During the hiring process for my current job, I was sent to a private third-party testing business. I tested positive for amphetamines due to my ADHD meds. I talked to someone from that company on the phone, and put them in touch with my psych so they could verify the prescription. I was not asked any questions about meds prior to the test.

In the case of my company, I think the only information they find out is a “Pass/Fail” result from the private testing folks. Since my results checked out with the doctor, they got a “pass” result for me.

It must be complete nonsense. Even if such a test were commercially available, it would be unimaginably expensive. There’s a sign next to the employment kiosk at my local Walmart that just cracks me up. It basically says that all applicants will be subjected to drug screens which will detect everything under the sun at the picogram level, followed by a scanning electron anal probe, or some such nonsense. Piffle—Wally just uses the plain old SAMHSA-5 screen. There are now expanded tests which allow for the detection of a few other substances, but the common denominator here is that these are all psychoactive substances of abuse. There’s just no way they can test for every legend substance marketed in the United States. The only people who have access to a list of everything you take is your insurance carrier, and even their employees can’t just go poking around willy-nilly in your records without a reason. I know a guy who works for WellPoint who got his ass colossally reamed for going into Brittany Spear’s files without authorization. I’m still amazed that he was able to keep his job.

My employer’s drug testing policy states that, if I am randomly drug tested, I need to list all medications I am taking before producing the sample. My guess is that the purpose of the prior notification is so you don’t have a chance to test the sensitivity of the drug screen. That way you won’t know if they would have missed that legally prescribed opiate without your information.

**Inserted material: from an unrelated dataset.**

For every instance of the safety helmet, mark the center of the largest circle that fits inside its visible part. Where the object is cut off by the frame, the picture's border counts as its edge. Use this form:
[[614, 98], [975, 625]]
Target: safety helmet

I’m not sure if that scenario is illegal. Don’t employers have the right to discriminate how they want, unless it runs up against an anti-discrimination law? Saying that they’re not going to hire anyone who takes, for example, sudafed, isn’t running up against the law, considering you dont need that medication to survive. I can see how it would be illegal if they discriminated based on medical condition, but testing for legal drugs that isnt tied to such life-altering medical conditions doesnt seem like it would be illegal

But discriminating based on medical condition is exactly what I’m talking about (requiring disclosure of verapamil if you have high BP, of lovastatin if you have high cholesterol, of Prozac of Zoloft if you have depression, etc.). I can really see how this would be a sneaky way to get around the total and complete illegality of asking about medical conditions on an application.